One activist’s decades-long fight to end the death penalty

What began as a personal struggle for her brother’s freedom became a battle against systemic forces.

By Patrick M. DavisJuly 24, 2024 9:30 am, ,

We recently heard from Delia Perez Meyer, whose brother Louis Castro Perez was sentenced to death in 1999 for the brutal murders of two women and one girl. He was never executed, but Perez died in May while still on death row. Perez maintained his innocence until his last breath. 

After Perez’s conviction, Meyer became a staunch death penalty abolitionist, working with groups like Texas After Violence Project and Witness to Innocence. Although her brother is gone, Meyer continues to fight for his exoneration and the end of the death penalty.

Her brother’s conviction left her with a sense of obligation toward the death penalty abolition movement, but Meyer first had to work through her own grief.

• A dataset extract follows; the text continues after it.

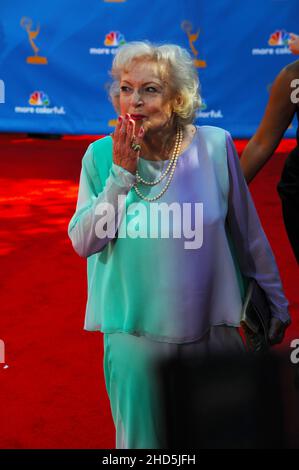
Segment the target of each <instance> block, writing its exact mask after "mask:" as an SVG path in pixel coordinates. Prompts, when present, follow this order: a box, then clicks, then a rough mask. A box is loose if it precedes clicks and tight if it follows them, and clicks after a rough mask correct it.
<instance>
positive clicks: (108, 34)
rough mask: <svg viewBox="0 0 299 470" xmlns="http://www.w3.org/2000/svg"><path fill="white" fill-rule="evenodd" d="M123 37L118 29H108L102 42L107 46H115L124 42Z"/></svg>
mask: <svg viewBox="0 0 299 470" xmlns="http://www.w3.org/2000/svg"><path fill="white" fill-rule="evenodd" d="M125 42H126V41H125V37H124V35H123V34H121V33H120V32H119V31H110V33H108V34H106V37H105V41H104V44H105V46H108V47H117V46H121V45H122V44H125Z"/></svg>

Delia Perez Meyer visits her brother, Louis Castro Perez at the Polunsky Unit in Livingston, Texas in 2016.

“I just couldn’t believe that this was happening to him and to our family,” Meyer said. “It took me almost two years to get up and start the fight.”

Meyer and her fellow abolitionists have personally witnessed many executions over the last 25 years. But, she said, they have also had success stopping some executions. At least some of that success can be attributed to former death row inmates who became activists after their exoneration. 

With the activist group Witness to Innocence, Meyer worked alongside death row exonerees like Shujaa Graham, Gary Drinkard and Ron Keine. Meyer said standing with exonerees gave her the strength to speak publicly about her brother. They shared stories of innocence and wrongful convictions at rallies and in the halls of state legislatures.

Although the death penalty remains legal in Texas, a lot has changed since Meyer began her activist work. A 2021 University of Texas/Texas Tribune poll found that 63 percent of registered voters support the death penalty. That number was down from 78 percent in 2010 when the poll started.

Nationwide executions spiked in 1999, the same year Perez was sentenced. That year, 98 people were executed. The number of yearly executions has trended down since then, bottoming out at 11 in 2021. 

Throughout her time as a death penalty abolitionist, Meyer has maintained lasting friendships with other death row inmates’ families. Their shared grief bonds them together as a community and fuels their activism.  

Three brothers, Gavin, Nick and Nathan Been, started the activist group, Kids Against the Death Penalty in honor of their uncle, death row inmate Jeffery Wood. As kids, the Been brothers accompanied their mother Terry to marches and demonstrations against the death penalty. That’s where they first met Meyer.

“They were just knee-high to a grasshopper, but they were out there with us, holding signs,” Meyer said. 

As the years passed, those boys became men.

“To see those little kids grow up, graduate from high school, go to college, they’ve been married and now they’re having children and their uncle is still on death row,” Meyer said. “That is my motivation.”

Meyer said there is one question that people often ask her at anti-death penalty demonstrations: If one of her children were murdered, would she want the murderer to face the death penalty? She admits that it’s a difficult idea to wrestle with. Even though her brother’s claims to innocence inspired her activism, Meyer believes the death penalty is an immoral punishment even for those who are legitimately guilty.

“Whether they did it or didn’t do it, that’s not an issue,” Meyer said. “We’re either going to stop killing our own citizens, or we’re not.”